Second generation sequencing: started in 2005.
It mainly includes Roche 454 sequencing technology, Illumina Solexa sequencing technology and Life Technologies ion torrent sequencing technology. The most remarkable feature of the second generation sequencing technology is Qualcomm quantity, which can sequence hundreds of thousands to millions of DNA molecules at a time.
Third Generation Sequencing: Started in 2008
The third generation DNA sequencing technology is characterized by single molecule sequencing, such as Helico BioScience's single molecule sequencer, Pacific Bioscience's single molecule real-time DNA sequencing technology, Oxford Nano-pore single molecule sequencing technology and so on.
At present, high-throughput sequencing often refers to sequencing with the second generation sequencing technology.
The third generation sequencing technology (single molecule detection) has the advantages of long reading length, high error rate and high cost.
Comparison of NGS test platforms
Explanation of common nouns
Reads: The sequence tags generated by high-throughput sequencing platform are called Reads.
Reference: Reference genome sequence
Sequencing depth: the ratio of the total number of bases obtained by sequencing to the size of the genome to be measured.
Coverage: the proportion of sequences obtained by sequencing in the whole genome.
SNP: single nucleotide site variation
Polymorphism caused by single nucleotide variation (substitution, insertion or deletion) in the same position of genomic DNA sequence between individuals. The single nucleotide in the same position in the genomic DNA sequence of different species and individuals is different. There may be 1000 nucleotides in the human genome, some of which may be related to diseases, but most of them may not be related to diseases.
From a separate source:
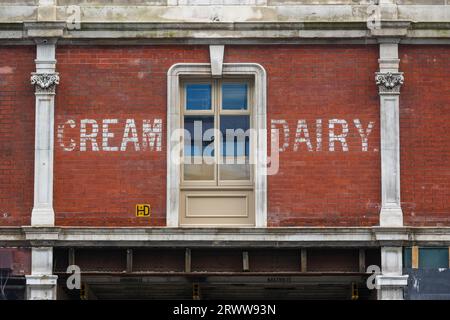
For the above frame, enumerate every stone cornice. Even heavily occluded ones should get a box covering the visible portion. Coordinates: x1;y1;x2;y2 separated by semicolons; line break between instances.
0;20;450;44
0;226;450;247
SNP is an important basis for studying the genetic variation of human families and animal and plant strains.
SNV:
When studying tumor genome, compared with normal tissues, the specific single nucleotide mutation in tumor is a somatic mutation, which is called SNV(single nucleotide variants).
Inder:
Insertion or deletion of small fragments of genome (< 50bp).
CNV (copy number variation, CNV): copy data variation.
As an important part of structural variation (SV), it is caused by genome rearrangement, which generally refers to the gain or loss of the copy number of large genome fragments with the length greater than 1 kb. As shown in the figure, A is loss and B is gain.
SV (structural variation): structural variation
Refers to the variation of large segments on chromosomes. It mainly includes the insertion (as shown in Figure A) and deletion (as shown in Figure B) of large chromosome fragments, the inversion and transversion of a certain region inside the chromosome (as shown in Figures D and E), and the recombination between two chromosomes (as shown in Figure F). Although the number of SV is much lower than that of SNVs and indel, SV affects more bases. Literature shows that as many as 13% bases are affected by SV changes. SV is highly correlated with disease risk and phenotypic variation.